Monitor Descriptions of Secretions:
Assess color, consistency, and odor.
Perform Chest Physiotherapy:
To facilitate secretions clearance.
Monitor Kidney Function:
Conduct sequential studies as indicated.
Consider Prone Positioning:
As prescribed for improved oxygenation.
NUTRITION MANAGEMENT
Initiate nutrition 12 to 24 hours post-intubation contingent on hemodynamic stability.
Calculate caloric requirements with a feeding formula determined by a dietician (e.g., Glucerna for diabetics, Jevity for standard nutrition, Nepro for renal patients).
RN responsibility involves tube insertion as ordered, utilizing options such as OG, NG, or post-pyloric tubes which reduce aspiration risk.
Begin feedings slowly, progressing gradually while monitoring tolerance. Flush with water every 6 hours.
SEDATION FOR INTUBATED PATIENTS
Propofol:
Class: Sedative Hypnotic
Indications: Rapid and easily adjustable sedation (onset within 30 seconds).
Nursing Considerations:
Watch for respiratory depression, hypotension, and hypertriglyceridemia.
Monitor blood pressure and triglycerides (hold for TG ≥ 500).
Replace tubing every 12 hours.
Dosing:
Start at 5 mcg/kg/min, titrate to effect at increments of 5 mcg/kg/min, up to 50-70 mcg/kg/min, reducing after effective sedation found. Lower doses may be required for elderly patients.

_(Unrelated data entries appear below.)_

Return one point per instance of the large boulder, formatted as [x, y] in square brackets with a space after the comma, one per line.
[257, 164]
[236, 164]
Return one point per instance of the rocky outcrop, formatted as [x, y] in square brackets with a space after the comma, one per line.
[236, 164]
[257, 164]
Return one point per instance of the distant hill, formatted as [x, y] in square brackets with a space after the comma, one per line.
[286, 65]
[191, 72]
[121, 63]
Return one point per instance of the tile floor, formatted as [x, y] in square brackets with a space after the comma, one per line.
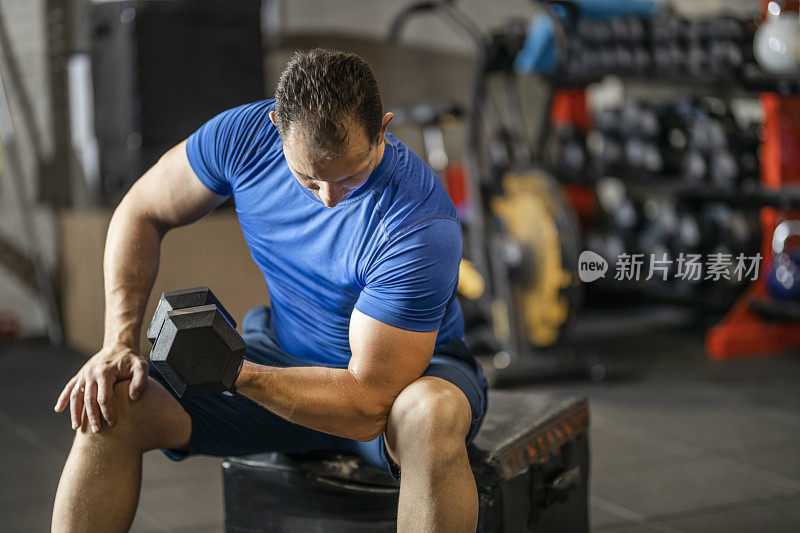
[679, 444]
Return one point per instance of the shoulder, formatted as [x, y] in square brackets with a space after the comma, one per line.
[251, 119]
[413, 199]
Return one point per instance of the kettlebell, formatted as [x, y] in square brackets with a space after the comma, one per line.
[783, 280]
[776, 41]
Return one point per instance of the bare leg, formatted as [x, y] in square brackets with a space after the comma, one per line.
[99, 487]
[425, 436]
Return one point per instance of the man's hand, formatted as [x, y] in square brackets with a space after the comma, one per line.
[92, 387]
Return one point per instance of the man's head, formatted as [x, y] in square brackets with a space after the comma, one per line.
[329, 115]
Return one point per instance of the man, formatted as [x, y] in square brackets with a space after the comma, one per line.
[361, 349]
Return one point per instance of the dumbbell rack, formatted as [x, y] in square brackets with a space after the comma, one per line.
[755, 325]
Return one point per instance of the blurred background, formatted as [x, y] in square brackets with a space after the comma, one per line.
[628, 177]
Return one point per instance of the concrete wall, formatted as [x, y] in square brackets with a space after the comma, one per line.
[24, 20]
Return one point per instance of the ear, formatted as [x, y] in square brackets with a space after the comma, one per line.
[384, 123]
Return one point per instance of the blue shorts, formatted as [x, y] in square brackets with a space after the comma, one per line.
[234, 425]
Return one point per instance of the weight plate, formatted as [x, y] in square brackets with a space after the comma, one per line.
[536, 216]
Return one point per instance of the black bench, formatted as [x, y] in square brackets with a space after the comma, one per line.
[530, 460]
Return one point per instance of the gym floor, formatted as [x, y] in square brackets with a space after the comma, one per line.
[678, 443]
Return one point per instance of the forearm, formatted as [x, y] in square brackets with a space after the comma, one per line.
[326, 399]
[130, 266]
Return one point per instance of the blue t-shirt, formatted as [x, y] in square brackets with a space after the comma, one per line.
[391, 250]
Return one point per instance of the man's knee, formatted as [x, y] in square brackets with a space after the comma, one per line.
[155, 420]
[429, 412]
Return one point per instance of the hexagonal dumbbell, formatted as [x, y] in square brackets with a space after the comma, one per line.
[197, 349]
[182, 299]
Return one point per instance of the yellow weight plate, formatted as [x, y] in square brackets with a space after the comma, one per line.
[529, 211]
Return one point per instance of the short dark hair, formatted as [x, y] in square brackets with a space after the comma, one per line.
[325, 91]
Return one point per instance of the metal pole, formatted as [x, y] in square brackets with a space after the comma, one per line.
[43, 279]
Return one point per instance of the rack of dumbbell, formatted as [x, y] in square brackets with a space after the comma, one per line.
[667, 47]
[689, 146]
[667, 177]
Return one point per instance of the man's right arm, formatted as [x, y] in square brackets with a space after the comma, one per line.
[166, 196]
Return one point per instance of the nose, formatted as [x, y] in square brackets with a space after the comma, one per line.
[330, 195]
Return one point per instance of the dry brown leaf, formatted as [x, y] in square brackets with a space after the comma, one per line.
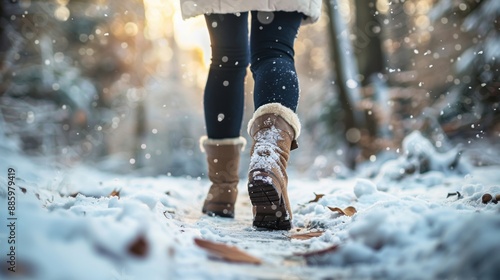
[226, 252]
[115, 193]
[319, 252]
[74, 194]
[139, 247]
[307, 235]
[486, 198]
[317, 198]
[349, 211]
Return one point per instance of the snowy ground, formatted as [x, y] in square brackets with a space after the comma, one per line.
[68, 226]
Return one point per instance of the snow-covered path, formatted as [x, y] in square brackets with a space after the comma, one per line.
[69, 227]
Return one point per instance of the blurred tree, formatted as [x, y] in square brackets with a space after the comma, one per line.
[346, 72]
[471, 106]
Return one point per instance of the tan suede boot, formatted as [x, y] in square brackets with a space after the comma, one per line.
[274, 130]
[223, 158]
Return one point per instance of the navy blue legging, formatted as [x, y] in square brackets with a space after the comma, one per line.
[270, 53]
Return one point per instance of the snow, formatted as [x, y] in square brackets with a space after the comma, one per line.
[410, 226]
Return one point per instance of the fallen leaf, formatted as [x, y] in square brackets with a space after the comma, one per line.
[317, 198]
[74, 194]
[115, 193]
[307, 235]
[226, 252]
[139, 247]
[349, 211]
[486, 198]
[458, 194]
[319, 252]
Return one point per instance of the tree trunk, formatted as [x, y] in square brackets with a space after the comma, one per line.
[346, 70]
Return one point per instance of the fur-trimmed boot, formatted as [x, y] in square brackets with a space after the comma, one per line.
[223, 158]
[274, 129]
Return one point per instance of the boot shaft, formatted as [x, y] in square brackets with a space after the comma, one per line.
[223, 158]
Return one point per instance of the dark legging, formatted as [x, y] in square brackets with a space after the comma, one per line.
[272, 64]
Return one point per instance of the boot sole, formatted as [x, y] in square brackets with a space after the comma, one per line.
[270, 211]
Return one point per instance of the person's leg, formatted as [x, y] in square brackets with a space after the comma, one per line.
[274, 126]
[224, 91]
[272, 58]
[223, 106]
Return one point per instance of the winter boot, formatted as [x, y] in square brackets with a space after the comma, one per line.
[223, 157]
[274, 130]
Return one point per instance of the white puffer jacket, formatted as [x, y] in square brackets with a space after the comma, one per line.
[310, 8]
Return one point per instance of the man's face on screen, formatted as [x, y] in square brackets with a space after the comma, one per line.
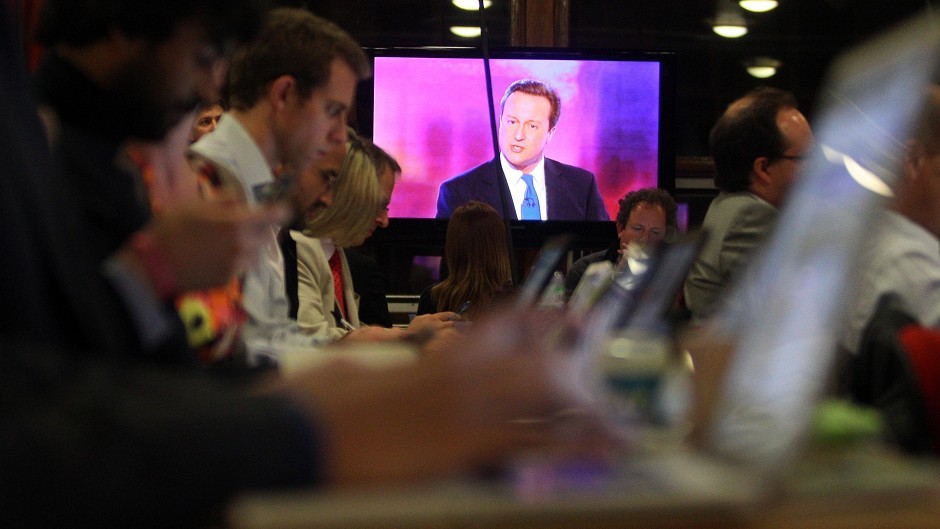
[524, 129]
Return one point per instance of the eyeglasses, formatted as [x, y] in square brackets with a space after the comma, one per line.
[638, 229]
[802, 158]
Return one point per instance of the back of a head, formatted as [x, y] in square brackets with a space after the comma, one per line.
[746, 131]
[357, 197]
[83, 22]
[926, 129]
[477, 255]
[297, 43]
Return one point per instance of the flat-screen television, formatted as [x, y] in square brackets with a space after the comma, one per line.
[429, 108]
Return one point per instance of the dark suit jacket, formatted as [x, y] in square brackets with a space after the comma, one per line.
[369, 283]
[572, 192]
[98, 442]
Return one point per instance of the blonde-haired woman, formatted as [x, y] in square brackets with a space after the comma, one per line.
[477, 256]
[326, 302]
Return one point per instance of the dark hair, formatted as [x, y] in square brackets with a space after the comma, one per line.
[292, 42]
[652, 196]
[477, 256]
[746, 131]
[926, 128]
[83, 22]
[535, 88]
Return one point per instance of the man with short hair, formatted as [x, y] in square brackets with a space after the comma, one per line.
[534, 187]
[104, 81]
[758, 146]
[646, 217]
[289, 92]
[903, 254]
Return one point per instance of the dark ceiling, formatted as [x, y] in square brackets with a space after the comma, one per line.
[805, 35]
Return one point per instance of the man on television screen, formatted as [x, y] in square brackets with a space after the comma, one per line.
[534, 187]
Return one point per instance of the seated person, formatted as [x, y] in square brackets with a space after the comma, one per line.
[207, 119]
[477, 255]
[646, 216]
[327, 304]
[367, 278]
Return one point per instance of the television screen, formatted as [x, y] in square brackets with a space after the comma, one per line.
[428, 108]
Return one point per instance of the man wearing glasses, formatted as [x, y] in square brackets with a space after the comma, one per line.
[646, 217]
[758, 145]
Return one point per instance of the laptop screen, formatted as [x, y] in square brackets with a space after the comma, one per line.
[786, 313]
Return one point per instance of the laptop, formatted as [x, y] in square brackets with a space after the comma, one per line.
[782, 324]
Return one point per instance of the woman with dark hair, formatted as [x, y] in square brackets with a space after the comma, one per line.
[477, 256]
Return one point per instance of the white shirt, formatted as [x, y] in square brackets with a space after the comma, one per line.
[269, 331]
[517, 186]
[903, 258]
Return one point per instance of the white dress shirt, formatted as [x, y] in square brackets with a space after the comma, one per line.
[517, 185]
[269, 331]
[903, 258]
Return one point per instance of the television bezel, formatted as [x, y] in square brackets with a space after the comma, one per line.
[425, 236]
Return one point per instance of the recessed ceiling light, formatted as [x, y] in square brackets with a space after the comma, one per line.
[757, 6]
[730, 31]
[467, 32]
[762, 67]
[471, 5]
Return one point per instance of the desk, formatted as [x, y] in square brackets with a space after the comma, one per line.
[857, 491]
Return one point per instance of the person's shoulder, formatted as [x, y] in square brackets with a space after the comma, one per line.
[567, 169]
[472, 173]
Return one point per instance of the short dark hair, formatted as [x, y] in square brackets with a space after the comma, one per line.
[653, 196]
[746, 131]
[384, 161]
[926, 128]
[84, 22]
[534, 87]
[292, 42]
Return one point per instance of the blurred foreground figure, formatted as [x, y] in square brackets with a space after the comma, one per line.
[89, 439]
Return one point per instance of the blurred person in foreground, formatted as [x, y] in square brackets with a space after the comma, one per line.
[90, 438]
[902, 256]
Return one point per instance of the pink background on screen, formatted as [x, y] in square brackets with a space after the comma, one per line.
[431, 115]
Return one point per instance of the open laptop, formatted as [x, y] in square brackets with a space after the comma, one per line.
[783, 324]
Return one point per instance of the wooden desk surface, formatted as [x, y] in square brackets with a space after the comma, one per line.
[861, 491]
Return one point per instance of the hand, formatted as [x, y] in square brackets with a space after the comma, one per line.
[496, 394]
[425, 326]
[204, 243]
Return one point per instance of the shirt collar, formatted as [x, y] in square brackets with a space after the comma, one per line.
[515, 175]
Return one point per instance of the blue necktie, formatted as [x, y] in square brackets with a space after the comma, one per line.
[530, 204]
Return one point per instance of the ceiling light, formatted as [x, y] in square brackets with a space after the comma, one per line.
[474, 5]
[756, 6]
[762, 67]
[467, 32]
[730, 31]
[729, 21]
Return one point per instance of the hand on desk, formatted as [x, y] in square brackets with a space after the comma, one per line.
[201, 244]
[496, 393]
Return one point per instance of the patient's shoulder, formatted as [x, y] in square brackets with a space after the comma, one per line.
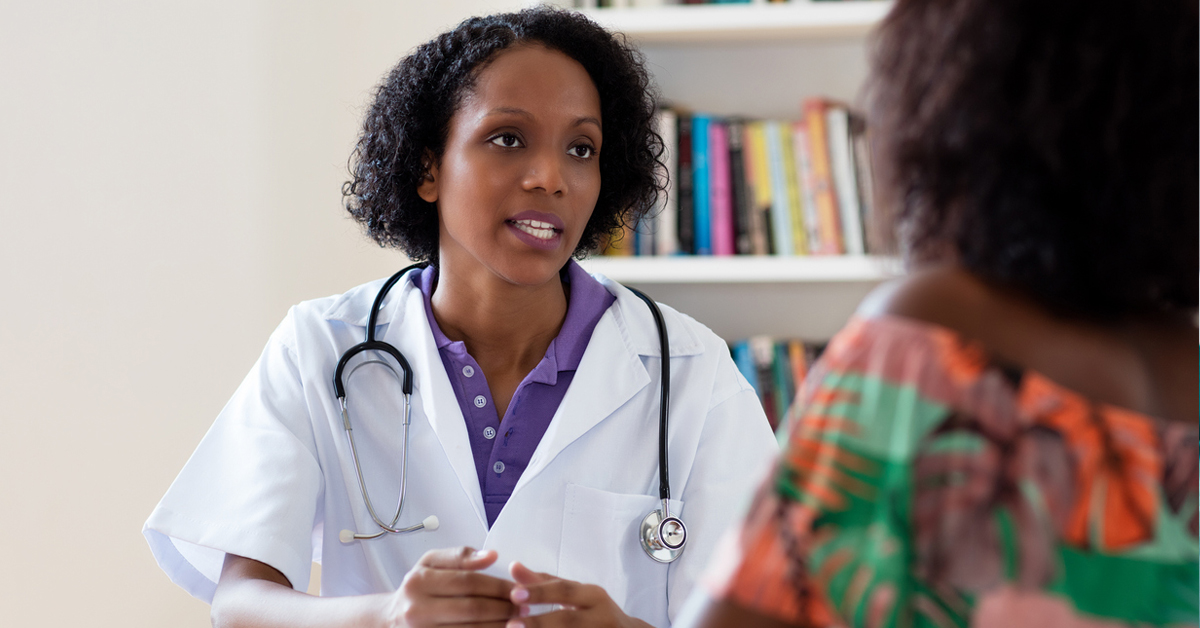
[942, 295]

Dexmedetomidine (Precedex):
Class: Alpha-2 Agonist
Indications: Light sedation during ventilator weaning; maintains arousability without respiratory depression (can be used without mechanical ventilation).
Nursing Considerations: Good for SBT, may induce hypotension and bradycardia.
Fentanyl:
Class: Opioid analgesic
Indication: For pain-driven agitation.
Midazolam:
Class: Benzodiazepine
Indication: For deep sedation when other agents are inadequate.
Nursing Considerations: Beware of drug accumulation in renal/hepatic pathologies.
MONITORING PATIENTS ON SEDATION
Maintain RASS (Richmond Agitation-Sedation Scale) goals as ordered, typically between 0 and -2 for intubated patients.
Document RASS scores every 1-2 hours.
PRONATION THERAPY
Utilized for moderate to severe ARDS:
Enhances oxygenation through various mechanisms:
Alleviates mechanical pressure from the heart and abdominal viscera on lungs.
Promotes even blood and air distribution within the lungs.
Aids in the mobilization and drainage of secretions.
Facilitates oxygenation of dorsal lung areas (potentially more surface area available).
Patients are typically pronated for 12 to 16 hours, entailing considerable effort but capable of reducing mortality and ventilatory duration.
WEANING FROM VENTILATOR
Conduct SAT/SBT (sedation vacations) usually during day shifts.
Evaluate SAT safety to discern if a mechanically ventilated patient is prime for potential sedation duration halting. Criteria for failure necessitating continuous sedation infusion includes:
Requirement for excessive sedatives hindering safety in a spontaneous awakening trial.